Capacidade física, é bom lembrar, que esteve sob suspeita de uso de substâncias ilícitas, mais tarde confirmadas em biografia de Salo Muller, o massagista do Ajax nos anos áureos do início dos anos 1970 -- equipe que foi a base para o famoso escrete de 1974.

Seja como for, o "futebol total" foi também um experimento paradoxal de rigidez no controle do comportamento dos jogadores que se chocava com a liberalidade e a revolução adolescente que ocorria em Amsterdã no fim dos anos 1960, sacudida pela contracultura do movimento Provo.



Esse experimento seria impossível sem o cultivo da técnica refinada que era característica da forma dos holandeses encararem o futebol. Mesmo quando nao conseguia mais replicar com eficácia a revolução que se viu no Mundial da Alemanha Ocidental, a Holanda não parou de revelar grandes gerações de jogadores.

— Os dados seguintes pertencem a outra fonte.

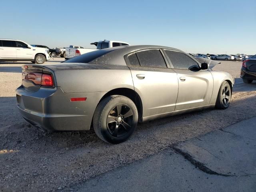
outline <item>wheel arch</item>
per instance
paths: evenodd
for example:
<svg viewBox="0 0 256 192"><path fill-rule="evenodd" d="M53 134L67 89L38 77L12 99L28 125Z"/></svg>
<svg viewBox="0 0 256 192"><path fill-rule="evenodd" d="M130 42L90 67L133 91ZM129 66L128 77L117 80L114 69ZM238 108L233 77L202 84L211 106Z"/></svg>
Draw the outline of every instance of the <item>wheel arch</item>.
<svg viewBox="0 0 256 192"><path fill-rule="evenodd" d="M138 111L139 122L142 121L143 107L140 97L134 90L129 88L117 88L113 89L105 94L100 99L97 106L106 97L111 95L122 95L128 97L135 104Z"/></svg>

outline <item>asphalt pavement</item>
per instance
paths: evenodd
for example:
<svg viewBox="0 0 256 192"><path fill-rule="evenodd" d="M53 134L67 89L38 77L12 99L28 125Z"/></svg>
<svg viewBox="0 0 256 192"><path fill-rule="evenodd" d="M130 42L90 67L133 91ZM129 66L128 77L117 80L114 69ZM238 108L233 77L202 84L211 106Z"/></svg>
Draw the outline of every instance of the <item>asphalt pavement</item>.
<svg viewBox="0 0 256 192"><path fill-rule="evenodd" d="M255 192L256 118L171 146L72 189Z"/></svg>

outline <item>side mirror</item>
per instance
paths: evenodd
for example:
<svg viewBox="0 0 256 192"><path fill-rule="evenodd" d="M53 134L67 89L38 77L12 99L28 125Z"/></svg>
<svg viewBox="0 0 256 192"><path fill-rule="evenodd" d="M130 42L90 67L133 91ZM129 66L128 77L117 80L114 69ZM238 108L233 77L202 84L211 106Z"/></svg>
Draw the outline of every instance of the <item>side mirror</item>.
<svg viewBox="0 0 256 192"><path fill-rule="evenodd" d="M208 68L208 64L207 63L204 63L201 64L201 69L204 70L207 69Z"/></svg>

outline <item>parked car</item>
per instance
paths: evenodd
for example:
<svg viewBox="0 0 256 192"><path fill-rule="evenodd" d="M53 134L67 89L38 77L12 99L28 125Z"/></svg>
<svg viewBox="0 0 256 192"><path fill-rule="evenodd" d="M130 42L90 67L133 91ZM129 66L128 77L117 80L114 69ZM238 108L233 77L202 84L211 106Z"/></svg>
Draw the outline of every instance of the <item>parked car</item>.
<svg viewBox="0 0 256 192"><path fill-rule="evenodd" d="M114 47L119 46L125 46L130 45L128 43L121 41L100 41L98 42L94 42L91 43L91 45L94 45L97 46L97 49L85 49L82 47L79 46L70 46L68 48L66 48L66 56L65 59L68 60L78 55L82 55L84 53L88 53L96 50L105 49L110 47Z"/></svg>
<svg viewBox="0 0 256 192"><path fill-rule="evenodd" d="M234 56L229 55L223 54L218 55L214 57L214 60L225 60L227 61L228 60L234 60Z"/></svg>
<svg viewBox="0 0 256 192"><path fill-rule="evenodd" d="M210 59L210 57L205 54L197 54L195 56L196 58L205 58L206 59Z"/></svg>
<svg viewBox="0 0 256 192"><path fill-rule="evenodd" d="M240 77L245 83L251 83L256 80L256 55L243 61Z"/></svg>
<svg viewBox="0 0 256 192"><path fill-rule="evenodd" d="M236 61L242 61L242 57L241 56L237 55L230 55L231 56L234 56L234 60Z"/></svg>
<svg viewBox="0 0 256 192"><path fill-rule="evenodd" d="M53 57L60 56L61 57L65 57L66 54L66 48L58 48L51 49L47 46L40 45L31 45L31 46L34 47L41 47L48 49L50 52L50 54Z"/></svg>
<svg viewBox="0 0 256 192"><path fill-rule="evenodd" d="M92 124L101 139L118 143L138 122L227 108L234 78L208 68L168 47L106 48L63 63L24 65L17 106L25 119L42 130L89 130Z"/></svg>
<svg viewBox="0 0 256 192"><path fill-rule="evenodd" d="M218 56L218 55L214 55L213 54L210 54L210 57L211 59L214 59L214 58L217 56Z"/></svg>
<svg viewBox="0 0 256 192"><path fill-rule="evenodd" d="M33 47L24 41L0 39L0 61L30 61L42 64L50 59L49 50Z"/></svg>

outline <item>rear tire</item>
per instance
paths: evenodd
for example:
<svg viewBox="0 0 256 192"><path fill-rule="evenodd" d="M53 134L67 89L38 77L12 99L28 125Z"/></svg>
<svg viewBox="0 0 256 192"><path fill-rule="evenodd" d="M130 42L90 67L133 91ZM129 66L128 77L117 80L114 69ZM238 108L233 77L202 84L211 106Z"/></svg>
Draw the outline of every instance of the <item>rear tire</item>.
<svg viewBox="0 0 256 192"><path fill-rule="evenodd" d="M247 84L250 84L250 83L252 83L252 80L250 80L249 79L243 79L243 81L244 83L246 83Z"/></svg>
<svg viewBox="0 0 256 192"><path fill-rule="evenodd" d="M42 54L38 54L35 57L34 62L37 64L42 64L46 60L45 56Z"/></svg>
<svg viewBox="0 0 256 192"><path fill-rule="evenodd" d="M215 108L219 109L227 109L230 103L232 92L229 84L226 81L223 82L220 88Z"/></svg>
<svg viewBox="0 0 256 192"><path fill-rule="evenodd" d="M116 144L132 135L138 120L137 107L132 100L124 96L111 96L103 99L96 108L93 127L101 139Z"/></svg>

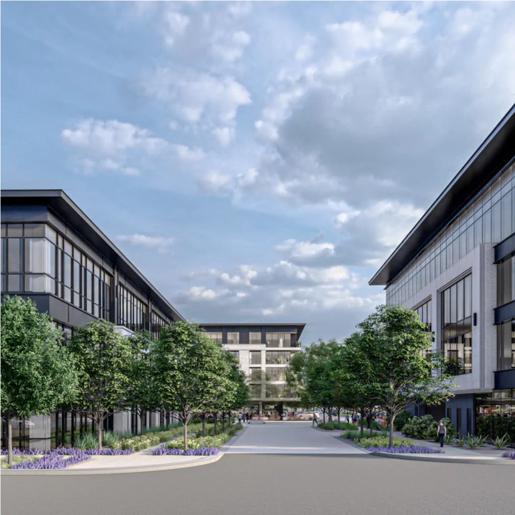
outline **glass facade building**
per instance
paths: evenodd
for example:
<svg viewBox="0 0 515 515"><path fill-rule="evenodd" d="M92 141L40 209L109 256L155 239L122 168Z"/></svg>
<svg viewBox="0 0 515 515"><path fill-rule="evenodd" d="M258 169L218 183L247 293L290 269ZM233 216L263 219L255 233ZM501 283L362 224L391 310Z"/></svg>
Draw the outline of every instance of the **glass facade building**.
<svg viewBox="0 0 515 515"><path fill-rule="evenodd" d="M63 331L104 319L123 334L160 328L182 317L125 256L60 190L0 190L0 302L20 295L47 312ZM146 423L158 424L148 414ZM113 414L105 427L134 430L130 413ZM49 449L73 444L94 429L76 411L15 420L15 447ZM0 420L0 446L7 434Z"/></svg>
<svg viewBox="0 0 515 515"><path fill-rule="evenodd" d="M431 328L459 387L418 414L447 414L461 434L515 405L514 139L515 106L370 281Z"/></svg>

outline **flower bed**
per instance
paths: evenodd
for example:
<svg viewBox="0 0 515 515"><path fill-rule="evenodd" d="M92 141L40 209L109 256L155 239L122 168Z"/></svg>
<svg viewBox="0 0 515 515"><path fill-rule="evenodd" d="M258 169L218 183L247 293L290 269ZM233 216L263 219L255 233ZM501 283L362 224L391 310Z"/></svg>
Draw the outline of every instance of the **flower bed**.
<svg viewBox="0 0 515 515"><path fill-rule="evenodd" d="M216 447L200 447L198 449L170 449L166 445L161 445L152 452L154 456L212 456L218 454L218 450Z"/></svg>
<svg viewBox="0 0 515 515"><path fill-rule="evenodd" d="M13 465L11 470L57 470L65 469L71 465L76 465L91 459L89 454L87 454L80 449L71 449L71 454L63 455L55 451L46 451L45 454L37 459L28 460L23 463Z"/></svg>
<svg viewBox="0 0 515 515"><path fill-rule="evenodd" d="M188 432L198 432L202 430L201 424L191 424L188 426ZM181 426L180 427L175 427L168 431L160 431L157 433L147 433L141 436L134 436L132 438L124 438L116 442L113 445L113 449L133 449L134 451L142 451L148 449L152 445L157 445L159 443L167 441L180 436L183 434L183 429Z"/></svg>
<svg viewBox="0 0 515 515"><path fill-rule="evenodd" d="M366 450L372 452L387 452L392 454L440 454L443 452L441 449L418 445L401 445L396 447L367 447Z"/></svg>

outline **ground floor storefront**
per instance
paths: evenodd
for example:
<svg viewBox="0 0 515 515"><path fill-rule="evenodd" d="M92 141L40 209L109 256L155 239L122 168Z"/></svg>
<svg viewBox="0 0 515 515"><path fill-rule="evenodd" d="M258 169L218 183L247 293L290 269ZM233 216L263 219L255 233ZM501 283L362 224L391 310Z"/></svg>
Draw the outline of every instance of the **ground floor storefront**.
<svg viewBox="0 0 515 515"><path fill-rule="evenodd" d="M148 413L143 418L143 429L177 422L171 415ZM88 432L95 432L94 422L85 415L72 411L56 411L49 415L29 418L14 418L11 421L12 444L20 449L49 451L61 446L74 447L75 440ZM104 422L104 430L123 435L141 431L141 421L132 411L113 413ZM5 421L0 418L0 447L7 446Z"/></svg>

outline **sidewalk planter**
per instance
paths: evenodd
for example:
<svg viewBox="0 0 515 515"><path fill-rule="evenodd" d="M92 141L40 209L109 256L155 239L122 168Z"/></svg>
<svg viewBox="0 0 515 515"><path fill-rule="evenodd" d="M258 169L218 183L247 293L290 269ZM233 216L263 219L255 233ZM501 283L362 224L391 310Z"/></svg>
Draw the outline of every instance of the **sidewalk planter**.
<svg viewBox="0 0 515 515"><path fill-rule="evenodd" d="M213 456L218 454L216 447L200 447L198 449L190 449L187 451L177 449L170 449L161 445L154 449L152 454L154 456Z"/></svg>
<svg viewBox="0 0 515 515"><path fill-rule="evenodd" d="M441 449L435 449L424 445L399 445L397 447L367 447L366 451L371 452L387 452L393 454L441 454Z"/></svg>

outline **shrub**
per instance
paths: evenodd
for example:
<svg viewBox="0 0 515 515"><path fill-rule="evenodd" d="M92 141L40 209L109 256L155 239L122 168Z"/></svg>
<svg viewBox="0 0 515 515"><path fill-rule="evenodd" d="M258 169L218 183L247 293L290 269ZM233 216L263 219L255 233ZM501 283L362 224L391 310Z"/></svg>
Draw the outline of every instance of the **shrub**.
<svg viewBox="0 0 515 515"><path fill-rule="evenodd" d="M346 422L328 422L325 424L319 424L318 427L321 429L324 429L327 431L333 431L337 429L342 431L345 430L352 430L356 428L356 426L352 424L348 424Z"/></svg>
<svg viewBox="0 0 515 515"><path fill-rule="evenodd" d="M511 417L493 415L478 417L476 419L476 434L490 435L492 440L507 434L509 441L512 442L515 440L515 422Z"/></svg>
<svg viewBox="0 0 515 515"><path fill-rule="evenodd" d="M451 438L456 435L456 429L448 418L444 418L443 423L447 428L447 434ZM438 441L436 432L438 422L431 415L423 417L414 417L407 422L402 428L402 434L406 436L423 440L434 439Z"/></svg>
<svg viewBox="0 0 515 515"><path fill-rule="evenodd" d="M492 443L498 449L502 449L506 447L510 441L510 435L506 433L503 437L497 436L495 440L492 440Z"/></svg>
<svg viewBox="0 0 515 515"><path fill-rule="evenodd" d="M374 431L373 436L387 436L387 431ZM361 431L348 431L342 433L341 438L347 438L348 440L360 440L362 438L368 438L370 436L370 432L368 429L363 430L363 436L361 436Z"/></svg>
<svg viewBox="0 0 515 515"><path fill-rule="evenodd" d="M102 442L104 443L103 438ZM83 433L81 436L75 438L75 445L76 448L82 451L96 449L98 447L98 437L96 433L92 433L91 431Z"/></svg>
<svg viewBox="0 0 515 515"><path fill-rule="evenodd" d="M390 443L389 436L374 436L371 438L356 438L354 442L360 447L388 447ZM405 438L401 438L400 436L393 437L393 447L400 447L401 445L414 445L414 442Z"/></svg>
<svg viewBox="0 0 515 515"><path fill-rule="evenodd" d="M199 449L202 447L221 447L240 430L243 429L243 424L235 424L220 431L218 435L212 436L197 436L188 439L188 449ZM184 447L183 438L178 438L173 441L168 442L166 447L167 449L182 449Z"/></svg>
<svg viewBox="0 0 515 515"><path fill-rule="evenodd" d="M465 437L462 436L460 438L455 438L453 441L458 447L462 447L465 444Z"/></svg>
<svg viewBox="0 0 515 515"><path fill-rule="evenodd" d="M465 438L467 444L471 449L475 449L484 445L488 439L487 436L473 436L469 433Z"/></svg>
<svg viewBox="0 0 515 515"><path fill-rule="evenodd" d="M406 440L405 440L406 441ZM436 454L443 452L441 449L435 449L425 445L402 445L394 447L367 447L367 451L372 452L388 452L392 454Z"/></svg>

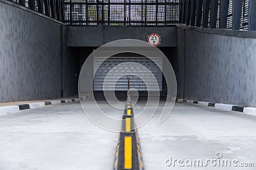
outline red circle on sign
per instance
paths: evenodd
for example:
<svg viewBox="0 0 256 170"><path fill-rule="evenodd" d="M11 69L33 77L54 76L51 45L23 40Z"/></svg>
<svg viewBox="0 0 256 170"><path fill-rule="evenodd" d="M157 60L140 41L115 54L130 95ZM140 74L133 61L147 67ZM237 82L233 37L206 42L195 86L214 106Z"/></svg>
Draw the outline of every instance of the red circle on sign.
<svg viewBox="0 0 256 170"><path fill-rule="evenodd" d="M152 36L156 36L158 38L158 39L159 39L159 41L158 41L158 43L157 43L157 44L152 45L152 44L150 43L150 38ZM159 35L158 35L157 34L156 34L156 33L153 33L153 34L150 34L150 35L148 36L147 41L148 41L148 44L149 44L150 45L151 45L151 46L157 46L157 45L159 45L160 44L161 38L160 38Z"/></svg>

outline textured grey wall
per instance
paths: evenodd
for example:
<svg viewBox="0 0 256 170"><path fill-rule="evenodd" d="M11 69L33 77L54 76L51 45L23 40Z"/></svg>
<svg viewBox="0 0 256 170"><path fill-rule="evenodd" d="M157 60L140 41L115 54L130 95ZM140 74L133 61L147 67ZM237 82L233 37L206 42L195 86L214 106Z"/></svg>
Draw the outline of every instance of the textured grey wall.
<svg viewBox="0 0 256 170"><path fill-rule="evenodd" d="M147 36L157 33L161 38L159 46L177 46L176 27L68 27L68 46L100 46L120 39L137 39L145 41Z"/></svg>
<svg viewBox="0 0 256 170"><path fill-rule="evenodd" d="M0 1L0 102L60 97L60 24Z"/></svg>
<svg viewBox="0 0 256 170"><path fill-rule="evenodd" d="M63 97L77 94L79 74L79 49L67 46L67 27L63 27Z"/></svg>
<svg viewBox="0 0 256 170"><path fill-rule="evenodd" d="M185 99L256 106L256 39L181 28L178 35L185 41Z"/></svg>
<svg viewBox="0 0 256 170"><path fill-rule="evenodd" d="M0 32L0 102L60 97L60 24L1 1ZM77 64L63 50L65 97L77 92Z"/></svg>

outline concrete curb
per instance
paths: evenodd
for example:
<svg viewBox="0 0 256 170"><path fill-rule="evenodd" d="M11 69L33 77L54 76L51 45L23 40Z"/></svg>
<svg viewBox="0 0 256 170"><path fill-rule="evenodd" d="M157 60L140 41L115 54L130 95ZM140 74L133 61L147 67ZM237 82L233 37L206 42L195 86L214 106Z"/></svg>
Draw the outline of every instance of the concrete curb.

Depois do famoso time dos anos 1970, os holandeses formaram uma equipe com Marco Van Basten, Gullit e Rjikaard, que desfilaram pelos gramados italianos. A geração decepcionou em Copas, mas foi responsável pela maior conquista do futebol do país, a Euro de 1988. Logo depois, surgiu o time de Koeman, Seedorf, Davids, Bergkamp e dos irmãos De Boer. Um pouco mais tarde, Sjneider e Robben levariam a Holanda a mais uma final de Copa seguido por um terceiro lugar.




Ainda que tenha ficado ausente de algumas Copas [1982, 1986, 2002, 2018], a Holanda jamais voltou a ser uma seleção menor. O impacto no desenvolvimento do jogo, suas três finais, e jogadores históricos são suficientes para colocá-la entre as 10 maiores de todos os tempos.
Alguns reivindicariam uma posição até mais elevada para os holandeses. Mas falta a eles uma história relevante antes dos anos 1970 [tiveram duas participações apagadas nas Copas de 1934 e 1938, e só] e um título em Copa do Mundo.



A Holanda está em sua 12ª Copa. Tem 3 vice-campeonatos, e ficou 5 vezes entre os quatro primeiros. Tem um título europeu, e três medalhas de bronze olímpicas. As ideias de sua escola tiveram continuidade no Barcelona, no técnico Pepe Guardiola, e se tornaram hegemônicas no início do século XXI.

O Brasil enfrentou a Holanda 5 vezes em Copas do Mundo, três deles confrontos que entraram para a história do evento [1974, 1994 e 1998]. O Brasil perdeu três vezes: na segunda fase de grupos de 1974, nas quartas de final de 2010, e na disputa de 3º lugar de 2014. Tivemos um empate seguido de vitória nos pênaltis na semifinal de 1998. E uma vitória nas quartas de final de 1994.